30 Haziran Pazartesi günü Mehmet Ali Yılmaz Tesisleri’nde toplanarak yeni sezonun çalışmalarına başlayacak olan takımımızda, şu ana kadar tamamlanmış bir kadro planlaması göze çarpmıyor. Gündeme düşen haberlerden anladığımız kadarıyla yönetim bu konuda ciddi bir mesai harcıyor. Fakat biliyoruz ki, yeni sezon planlaması sadece kadro revizyonuyla sınırlı kalmamalı.

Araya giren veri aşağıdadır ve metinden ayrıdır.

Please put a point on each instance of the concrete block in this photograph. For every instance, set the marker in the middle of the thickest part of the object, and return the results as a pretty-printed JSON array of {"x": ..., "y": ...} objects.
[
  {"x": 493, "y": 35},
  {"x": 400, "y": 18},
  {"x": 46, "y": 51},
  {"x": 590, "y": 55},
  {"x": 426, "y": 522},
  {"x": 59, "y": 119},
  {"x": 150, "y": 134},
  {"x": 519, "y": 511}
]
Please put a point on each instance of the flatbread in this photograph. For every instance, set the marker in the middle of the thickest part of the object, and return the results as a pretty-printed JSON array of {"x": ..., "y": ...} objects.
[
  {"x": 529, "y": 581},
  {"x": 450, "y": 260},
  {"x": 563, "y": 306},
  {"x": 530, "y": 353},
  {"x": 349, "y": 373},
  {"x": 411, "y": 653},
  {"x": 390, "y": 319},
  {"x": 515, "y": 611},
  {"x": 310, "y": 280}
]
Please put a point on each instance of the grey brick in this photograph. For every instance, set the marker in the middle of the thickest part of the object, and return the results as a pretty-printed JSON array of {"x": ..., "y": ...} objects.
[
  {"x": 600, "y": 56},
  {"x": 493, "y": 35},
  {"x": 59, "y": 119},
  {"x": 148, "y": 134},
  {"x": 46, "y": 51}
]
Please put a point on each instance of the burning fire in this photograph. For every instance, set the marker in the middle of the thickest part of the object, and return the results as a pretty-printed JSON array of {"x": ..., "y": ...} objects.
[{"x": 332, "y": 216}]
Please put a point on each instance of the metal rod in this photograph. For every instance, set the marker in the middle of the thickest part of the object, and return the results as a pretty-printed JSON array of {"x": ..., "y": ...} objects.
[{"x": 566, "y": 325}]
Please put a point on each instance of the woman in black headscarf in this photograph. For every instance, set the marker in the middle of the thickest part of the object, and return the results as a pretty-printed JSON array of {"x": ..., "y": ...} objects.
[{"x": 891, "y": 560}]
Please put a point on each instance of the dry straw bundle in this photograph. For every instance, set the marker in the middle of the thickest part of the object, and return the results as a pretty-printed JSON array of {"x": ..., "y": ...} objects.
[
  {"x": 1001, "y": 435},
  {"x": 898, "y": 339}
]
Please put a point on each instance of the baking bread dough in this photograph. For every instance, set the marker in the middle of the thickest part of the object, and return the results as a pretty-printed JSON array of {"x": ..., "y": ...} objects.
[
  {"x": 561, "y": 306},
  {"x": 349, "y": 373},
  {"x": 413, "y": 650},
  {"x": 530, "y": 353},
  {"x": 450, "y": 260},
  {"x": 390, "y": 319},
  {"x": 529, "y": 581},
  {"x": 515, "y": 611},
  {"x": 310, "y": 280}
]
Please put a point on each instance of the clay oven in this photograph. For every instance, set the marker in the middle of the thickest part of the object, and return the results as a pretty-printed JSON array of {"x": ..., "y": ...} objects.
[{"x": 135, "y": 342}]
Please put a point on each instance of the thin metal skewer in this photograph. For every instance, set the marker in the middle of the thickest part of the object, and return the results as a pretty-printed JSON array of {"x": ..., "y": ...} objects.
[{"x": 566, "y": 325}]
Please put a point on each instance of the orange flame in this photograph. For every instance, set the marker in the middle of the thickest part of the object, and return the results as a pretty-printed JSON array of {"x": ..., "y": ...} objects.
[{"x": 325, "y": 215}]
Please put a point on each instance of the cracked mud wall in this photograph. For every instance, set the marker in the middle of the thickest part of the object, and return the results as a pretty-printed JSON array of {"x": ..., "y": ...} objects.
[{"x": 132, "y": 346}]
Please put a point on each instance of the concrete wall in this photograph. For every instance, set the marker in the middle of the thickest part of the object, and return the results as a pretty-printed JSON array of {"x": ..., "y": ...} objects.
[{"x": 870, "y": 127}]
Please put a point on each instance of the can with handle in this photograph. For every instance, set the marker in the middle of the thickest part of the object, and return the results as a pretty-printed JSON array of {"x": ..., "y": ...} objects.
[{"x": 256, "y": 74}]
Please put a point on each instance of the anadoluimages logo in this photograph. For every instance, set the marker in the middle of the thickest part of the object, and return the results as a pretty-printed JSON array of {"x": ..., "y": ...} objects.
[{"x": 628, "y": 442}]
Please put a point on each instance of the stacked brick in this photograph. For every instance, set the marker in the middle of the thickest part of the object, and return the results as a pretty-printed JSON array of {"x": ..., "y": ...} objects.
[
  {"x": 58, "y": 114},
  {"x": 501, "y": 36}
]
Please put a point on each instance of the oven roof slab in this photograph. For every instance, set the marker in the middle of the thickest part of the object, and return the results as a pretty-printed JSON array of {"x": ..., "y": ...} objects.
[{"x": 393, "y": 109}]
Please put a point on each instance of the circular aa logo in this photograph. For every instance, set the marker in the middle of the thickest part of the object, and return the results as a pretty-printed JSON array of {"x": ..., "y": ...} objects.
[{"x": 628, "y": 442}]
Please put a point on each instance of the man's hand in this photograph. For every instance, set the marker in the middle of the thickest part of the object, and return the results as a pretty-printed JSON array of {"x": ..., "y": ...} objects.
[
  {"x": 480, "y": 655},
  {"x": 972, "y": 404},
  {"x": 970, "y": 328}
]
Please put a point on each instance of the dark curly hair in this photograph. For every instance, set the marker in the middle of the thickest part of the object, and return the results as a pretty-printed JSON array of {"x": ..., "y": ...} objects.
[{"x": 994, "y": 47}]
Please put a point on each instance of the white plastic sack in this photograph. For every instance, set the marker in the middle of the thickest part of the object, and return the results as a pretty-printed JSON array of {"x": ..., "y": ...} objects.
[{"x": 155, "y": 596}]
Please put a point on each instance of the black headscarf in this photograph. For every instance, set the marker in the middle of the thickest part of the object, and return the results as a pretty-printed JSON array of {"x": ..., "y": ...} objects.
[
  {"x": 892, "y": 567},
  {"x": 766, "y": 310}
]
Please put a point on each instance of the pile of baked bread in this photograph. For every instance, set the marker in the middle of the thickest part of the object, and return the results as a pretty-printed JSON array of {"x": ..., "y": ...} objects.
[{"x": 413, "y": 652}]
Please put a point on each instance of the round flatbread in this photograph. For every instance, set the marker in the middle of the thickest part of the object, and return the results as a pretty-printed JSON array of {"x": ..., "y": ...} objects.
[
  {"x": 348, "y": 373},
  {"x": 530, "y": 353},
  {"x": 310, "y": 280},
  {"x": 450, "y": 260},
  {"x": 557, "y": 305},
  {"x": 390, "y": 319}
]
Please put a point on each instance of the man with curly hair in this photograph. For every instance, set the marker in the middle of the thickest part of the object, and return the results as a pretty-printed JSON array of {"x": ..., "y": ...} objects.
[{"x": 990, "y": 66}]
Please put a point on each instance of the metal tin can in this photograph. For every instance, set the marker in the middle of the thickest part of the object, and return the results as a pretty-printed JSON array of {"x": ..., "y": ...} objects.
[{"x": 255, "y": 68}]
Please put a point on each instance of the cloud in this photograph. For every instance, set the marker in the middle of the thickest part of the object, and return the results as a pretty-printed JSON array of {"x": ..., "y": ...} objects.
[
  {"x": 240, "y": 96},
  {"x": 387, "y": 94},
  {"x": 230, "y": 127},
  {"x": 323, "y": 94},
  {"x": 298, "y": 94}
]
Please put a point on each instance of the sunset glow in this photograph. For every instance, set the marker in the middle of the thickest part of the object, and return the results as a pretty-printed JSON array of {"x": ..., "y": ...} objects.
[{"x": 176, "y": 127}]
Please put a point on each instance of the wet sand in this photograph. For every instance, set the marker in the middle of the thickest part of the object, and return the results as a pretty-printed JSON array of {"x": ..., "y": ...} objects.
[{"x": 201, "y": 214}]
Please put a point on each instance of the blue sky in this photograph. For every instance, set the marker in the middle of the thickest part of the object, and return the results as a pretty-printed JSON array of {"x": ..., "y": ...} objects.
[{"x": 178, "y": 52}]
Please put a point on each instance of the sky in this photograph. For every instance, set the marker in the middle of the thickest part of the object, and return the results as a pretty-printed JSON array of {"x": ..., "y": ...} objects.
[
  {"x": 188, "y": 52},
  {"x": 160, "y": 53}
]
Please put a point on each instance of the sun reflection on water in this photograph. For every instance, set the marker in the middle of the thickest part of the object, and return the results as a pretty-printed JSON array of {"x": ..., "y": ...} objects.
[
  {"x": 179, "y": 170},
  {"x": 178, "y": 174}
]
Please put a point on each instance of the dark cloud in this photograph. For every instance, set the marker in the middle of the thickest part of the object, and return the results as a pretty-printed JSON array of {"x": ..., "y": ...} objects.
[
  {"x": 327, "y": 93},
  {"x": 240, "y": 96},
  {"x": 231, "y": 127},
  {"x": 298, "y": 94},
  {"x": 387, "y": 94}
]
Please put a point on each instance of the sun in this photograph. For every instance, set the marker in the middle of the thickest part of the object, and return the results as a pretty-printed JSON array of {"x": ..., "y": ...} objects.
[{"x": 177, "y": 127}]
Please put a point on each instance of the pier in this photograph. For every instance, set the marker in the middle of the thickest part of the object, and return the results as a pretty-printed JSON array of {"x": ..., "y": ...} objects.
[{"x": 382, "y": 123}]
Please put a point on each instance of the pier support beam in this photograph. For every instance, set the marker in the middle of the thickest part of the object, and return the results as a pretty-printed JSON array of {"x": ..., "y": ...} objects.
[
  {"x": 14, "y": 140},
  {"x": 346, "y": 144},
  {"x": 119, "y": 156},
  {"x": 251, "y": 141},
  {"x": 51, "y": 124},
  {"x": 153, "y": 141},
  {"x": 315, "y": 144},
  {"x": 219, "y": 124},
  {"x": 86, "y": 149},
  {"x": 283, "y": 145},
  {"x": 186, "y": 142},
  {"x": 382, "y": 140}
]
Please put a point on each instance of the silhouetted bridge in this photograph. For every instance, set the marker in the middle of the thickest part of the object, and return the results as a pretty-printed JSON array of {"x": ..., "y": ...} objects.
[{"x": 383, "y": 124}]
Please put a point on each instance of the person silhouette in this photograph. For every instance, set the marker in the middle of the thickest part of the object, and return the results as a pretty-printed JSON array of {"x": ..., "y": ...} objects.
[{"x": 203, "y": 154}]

Futbolda başarının en önemli dinamiklerinden biri, taraftar gücünü doğru şekilde konsolide edebilmek ve yönetebilmektir. Bu noktada Trabzonspor yönetimi, ne yazık ki sınıfta kaldığını kabul etmek zorundadır. Taraftarı arkanıza almak sadece doğru transferlerle ya da popülist isimlerle mümkün değildir. Taraftar, inandığı bir projenin peşinden gider. Üstelik bu projenin kısa vadede başarı vadetmesi de gerekmez. Yönetim, yeni sezon planlamasında taraftar sosyolojisini de inşa etmeli; neredeyse hiç olmayan diyaloğunu güçlendirmelidir.

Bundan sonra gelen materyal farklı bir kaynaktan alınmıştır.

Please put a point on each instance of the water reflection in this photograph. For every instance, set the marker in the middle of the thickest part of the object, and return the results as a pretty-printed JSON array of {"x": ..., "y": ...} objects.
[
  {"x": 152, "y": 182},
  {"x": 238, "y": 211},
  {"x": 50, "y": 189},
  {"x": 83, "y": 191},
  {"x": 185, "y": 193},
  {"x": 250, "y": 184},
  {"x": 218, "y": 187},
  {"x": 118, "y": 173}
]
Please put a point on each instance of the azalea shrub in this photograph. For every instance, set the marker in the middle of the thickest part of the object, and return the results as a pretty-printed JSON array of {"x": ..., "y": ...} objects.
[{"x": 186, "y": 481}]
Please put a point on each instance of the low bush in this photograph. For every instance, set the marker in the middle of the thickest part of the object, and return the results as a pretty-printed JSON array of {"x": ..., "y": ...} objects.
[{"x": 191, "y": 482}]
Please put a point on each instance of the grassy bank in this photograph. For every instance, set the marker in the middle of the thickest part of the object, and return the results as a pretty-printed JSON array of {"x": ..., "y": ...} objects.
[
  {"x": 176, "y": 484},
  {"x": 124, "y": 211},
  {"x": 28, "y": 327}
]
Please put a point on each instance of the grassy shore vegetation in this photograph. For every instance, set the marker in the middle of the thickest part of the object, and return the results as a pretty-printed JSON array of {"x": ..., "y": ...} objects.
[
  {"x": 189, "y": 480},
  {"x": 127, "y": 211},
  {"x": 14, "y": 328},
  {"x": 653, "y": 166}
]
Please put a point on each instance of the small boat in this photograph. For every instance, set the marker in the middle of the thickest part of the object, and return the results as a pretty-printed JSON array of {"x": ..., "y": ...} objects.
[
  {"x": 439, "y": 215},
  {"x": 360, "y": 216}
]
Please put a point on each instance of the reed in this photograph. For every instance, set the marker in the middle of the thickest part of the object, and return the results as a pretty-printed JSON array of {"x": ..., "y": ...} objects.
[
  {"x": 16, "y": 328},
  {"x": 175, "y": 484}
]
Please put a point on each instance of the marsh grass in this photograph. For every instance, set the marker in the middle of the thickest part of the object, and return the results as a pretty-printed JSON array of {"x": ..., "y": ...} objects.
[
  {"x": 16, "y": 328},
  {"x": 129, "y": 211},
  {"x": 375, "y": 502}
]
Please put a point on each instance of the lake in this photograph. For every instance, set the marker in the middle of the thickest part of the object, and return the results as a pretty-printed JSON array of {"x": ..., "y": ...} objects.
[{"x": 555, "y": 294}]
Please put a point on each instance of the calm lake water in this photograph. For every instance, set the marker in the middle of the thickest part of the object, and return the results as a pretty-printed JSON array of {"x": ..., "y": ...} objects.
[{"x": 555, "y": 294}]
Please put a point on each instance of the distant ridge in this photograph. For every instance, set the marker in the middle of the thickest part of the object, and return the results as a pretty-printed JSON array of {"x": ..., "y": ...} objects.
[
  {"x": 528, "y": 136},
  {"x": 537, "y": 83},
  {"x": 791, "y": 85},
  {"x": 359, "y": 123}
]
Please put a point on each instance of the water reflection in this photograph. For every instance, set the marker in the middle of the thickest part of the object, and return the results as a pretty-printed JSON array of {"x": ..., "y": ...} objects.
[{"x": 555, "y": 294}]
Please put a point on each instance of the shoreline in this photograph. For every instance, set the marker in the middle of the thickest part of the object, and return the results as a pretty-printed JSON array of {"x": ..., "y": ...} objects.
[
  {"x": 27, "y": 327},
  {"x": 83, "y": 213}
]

Ne var ki kulüp yönetimi, her kriz döneminde ısrarla sessiz kalmayı tercih ediyor; ardından bir transfer hamlesi ya da projeyle gündemi değiştirmeye çalışıyor. Bu stratejinin ne kadar sürdürülebilir olduğu ise tartışmaya açık.

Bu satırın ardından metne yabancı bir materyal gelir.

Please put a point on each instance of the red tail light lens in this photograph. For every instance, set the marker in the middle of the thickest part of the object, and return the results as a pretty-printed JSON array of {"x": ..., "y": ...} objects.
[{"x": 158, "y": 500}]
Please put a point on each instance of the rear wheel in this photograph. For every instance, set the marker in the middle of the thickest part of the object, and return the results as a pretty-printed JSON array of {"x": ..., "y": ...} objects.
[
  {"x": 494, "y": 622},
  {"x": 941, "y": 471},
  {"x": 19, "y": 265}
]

Bu konuda birkaç örnek vermek gerekiyor. Pedro Malheiro’nun transferi açıklandıktan sonra, günlerce kulüp cephesinden hiçbir yetkili çıkıp bir plan, bir yol haritası sunmadı. Bu belirsizlik ortamı, Pina transferi netleşene kadar sosyal medyada adeta bir kazan kaldırılmasına neden oldu.
Bugün de benzer bir sessizlik, kaptan Uğurcan Çakır üzerinden yaşanıyor. Onunla ilgili ortaya atılan, İstanbul kulüplerine dayandırılan gerçek ya da spekülatif haberler karşısında yönetim yine derin bir sessizliği tercih ediyor. Uğurcan’ın Avrupa transferinin gerçekleşmediği ve takımda kaldığı bir senaryoda; bu sürecin doğurduğu fesat ortamının ileride açabileceği tahribatın önüne geçmek için hiçbir hamle göremiyoruz. Uğurcan ısrarla gitmek istiyorsa, yönetimin bu sessizliğine biraz anlam verebiliriz. Uğurcan da sessiz kalarak krizin tarafı olmaya devam ediyor. Fakat yönetim her krizi sessiz kalarak çözemeyeceğini bilmelidir.
Artık yönetim, takım ve taraftar üçgeninde birliğin sağlanmasının elzem olduğunu anlamak zorundayız. Bu konuda hepimiz elimizi taşın altına koymak durumundayız. Aksi halde her sezonu “yeniden yapılanma” başlığı altında geçirmekten kurtulamayacağız.